Red Deer, AB — Pull up a chair and grab a double-double, because this one’s a barnburner: a newly built First Nations casino just outside Red Deer is allegedly kicking out more cold drafts than a winter porch — and workers reckon the whole place was built on an old burial ground. Now the slots aren’t the only things that are haunted; the contractor’s ledger is too.
“It started right from opening day,” says Tracey, the table-floor manager, eyes wide. “Cards flip over on their own, bottles topple, folks trip doing absolutely nothing. One minute you’re betting on the wheel, next minute you’re apologizing to a chair for stepping on its toes.” Johnny, a dealer with more miles on his cuff than a trans-Canada bus, swears he’s seen stranger stuff in town, but not like this. “At first we thought it was a prank. Then we thought it was TikTok. Now? We just lock the doors and pray to the bingo gods.”
Construction rep Charles isn’t laughing. He says his crew started seeing weird things mid-build — loose tools vanishing, dozers moving like they’d had too much Tim Horton’s — until a near-miss almost turned deadly. “Zack nearly got run over by a dozer that decided to take a joyride on its own,” Charles told the council. “We found pulverized bones in the fill. I figured moose. Turns out… not moose.” He says he called police and the council, but got shrugged at and told to carry on.

The casino, owned and operated by a local First Nations group, disputes the “haunted” angle and stresses cultural sensitivity: any human remains were handled with protocols and elders consulted.
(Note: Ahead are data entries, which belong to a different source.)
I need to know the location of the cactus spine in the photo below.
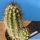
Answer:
[4,4,28,40]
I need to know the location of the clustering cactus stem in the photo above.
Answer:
[4,4,28,40]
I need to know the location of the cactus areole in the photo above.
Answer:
[4,4,28,40]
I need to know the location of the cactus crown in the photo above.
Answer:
[4,4,28,40]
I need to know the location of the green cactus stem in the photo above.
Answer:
[4,4,28,40]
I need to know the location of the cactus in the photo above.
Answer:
[4,4,28,40]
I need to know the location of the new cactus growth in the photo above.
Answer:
[4,4,28,40]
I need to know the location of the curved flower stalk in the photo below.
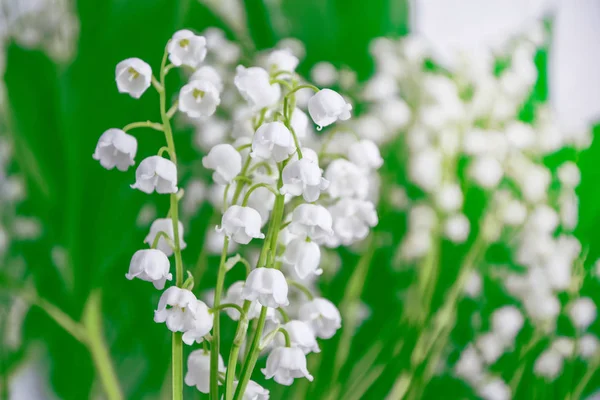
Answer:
[94,26,382,400]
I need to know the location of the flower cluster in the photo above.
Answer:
[93,30,382,399]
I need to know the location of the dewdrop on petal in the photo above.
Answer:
[275,320,321,354]
[289,204,333,240]
[144,218,187,257]
[182,300,213,346]
[261,347,313,386]
[184,349,226,394]
[280,157,329,203]
[154,286,198,332]
[308,89,352,128]
[283,238,323,279]
[242,268,289,308]
[167,29,206,68]
[178,80,221,118]
[348,139,383,169]
[131,156,178,194]
[250,121,296,162]
[115,58,152,99]
[298,297,342,339]
[92,128,137,171]
[234,65,281,111]
[125,249,173,290]
[217,205,265,244]
[569,297,597,330]
[202,143,242,185]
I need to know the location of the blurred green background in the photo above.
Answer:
[0,0,600,399]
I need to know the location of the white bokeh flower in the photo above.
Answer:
[217,205,265,244]
[202,143,242,185]
[92,128,137,171]
[144,218,187,257]
[283,238,323,279]
[242,268,289,308]
[308,89,352,127]
[280,157,329,203]
[234,65,281,111]
[115,58,152,99]
[299,297,342,339]
[178,80,221,118]
[261,347,313,386]
[131,156,178,194]
[125,249,173,290]
[167,29,206,68]
[250,121,296,162]
[184,349,226,394]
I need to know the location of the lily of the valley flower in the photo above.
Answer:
[217,205,265,244]
[283,238,323,279]
[125,249,173,290]
[261,347,313,386]
[115,58,152,99]
[308,89,352,127]
[250,121,296,162]
[234,65,281,110]
[280,157,329,203]
[184,349,226,393]
[144,218,187,257]
[131,156,177,194]
[299,297,342,339]
[179,80,221,118]
[92,128,137,171]
[202,143,242,185]
[167,29,206,68]
[242,268,289,308]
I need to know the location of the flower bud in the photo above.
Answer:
[131,156,178,194]
[92,128,137,171]
[242,268,289,308]
[202,143,242,185]
[308,89,352,127]
[125,249,173,290]
[179,80,221,118]
[115,58,152,99]
[217,205,265,244]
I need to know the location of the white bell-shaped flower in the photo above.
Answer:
[280,157,329,203]
[348,139,383,169]
[92,128,137,171]
[325,158,369,199]
[131,156,178,194]
[184,349,226,394]
[299,297,342,339]
[115,58,152,99]
[267,49,299,72]
[233,65,281,111]
[329,198,379,247]
[217,205,265,244]
[242,268,289,308]
[289,204,333,240]
[144,218,187,257]
[167,29,206,68]
[261,347,313,386]
[154,286,198,332]
[189,65,223,93]
[125,249,173,290]
[283,238,323,279]
[182,300,214,346]
[202,143,242,185]
[179,80,221,118]
[250,121,296,162]
[308,89,352,127]
[275,320,321,354]
[233,381,269,400]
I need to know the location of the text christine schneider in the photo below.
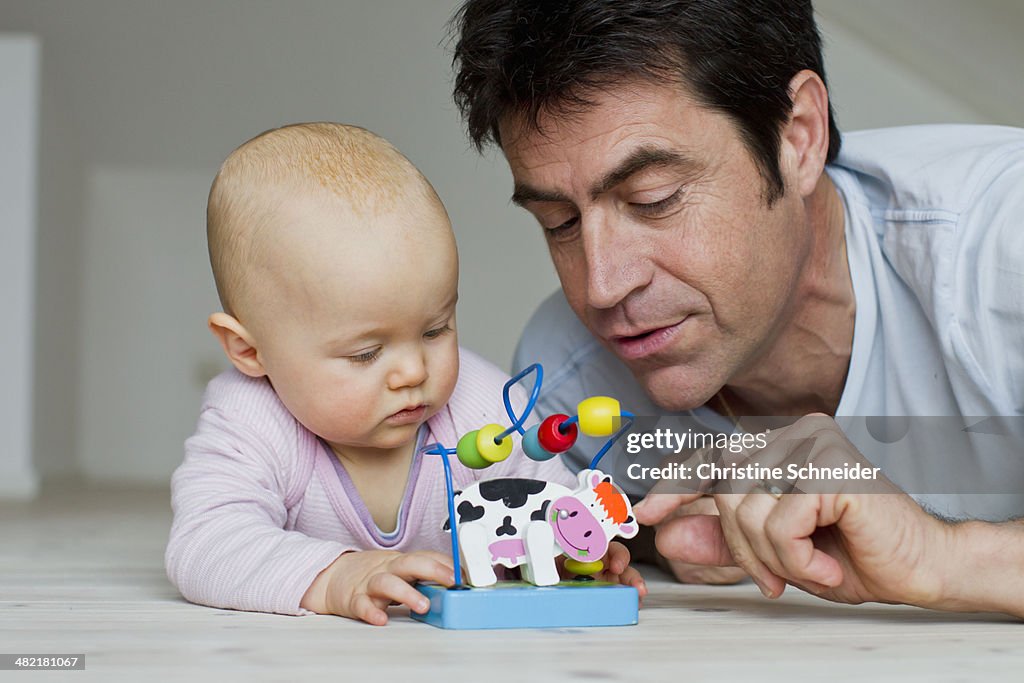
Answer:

But the story’s gone viral anyway — TikTokers with damp gloves are flocking, and local news trucks are blocking the Tim Hortons drive-thru.
Meanwhile, Charles says the council still owes his company three months’ worth of invoices. “We were promised payment after completion. It’s been months and we’re outa pocket, eh.” His solution? Either the council makes nice with the ghostly shareholders to boost revenue, or he’ll “bulldoze the building himself.” Folks laughed until he added, “Now that would be scary.” (Legally dubious, theatrically delightful.)
Inside the casino, staff report oddities that would make any good luck charm nervous: slot machines that pay out cold hard cash at 3:33 a.m., a security guard convinced the jingles are whispering his ex’s name, and a buffet that refills itself like some polite, supernatural sous-chef. Customers are split — half think the haunt is a PR boon (“Spirits & Slots Night!” anyone?), half just want their pork-souvlaki without a side of ectoplasm.
The council says they’re investigating and promises to consult elders, heritage experts, and archaeologists before anyone starts playing ghostbuster. Indigenous leaders we’ve reached out to have urged caution, respect, and proper protocol; no one wants sacred sites treated like a novelty.
So what have we learned? Don’t build over old graveyards, don’t skip your invoices, and if a dozer starts driving itself, maybe don’t yell “YAHOO!” — you might be waking up more than the neighbours.
Either way, the casino’s PR team is busy drafting a tagline: “Come for the games, stay for the spirits.” Could be genius. Could be cursed. Could be both. Only in Alberta, eh?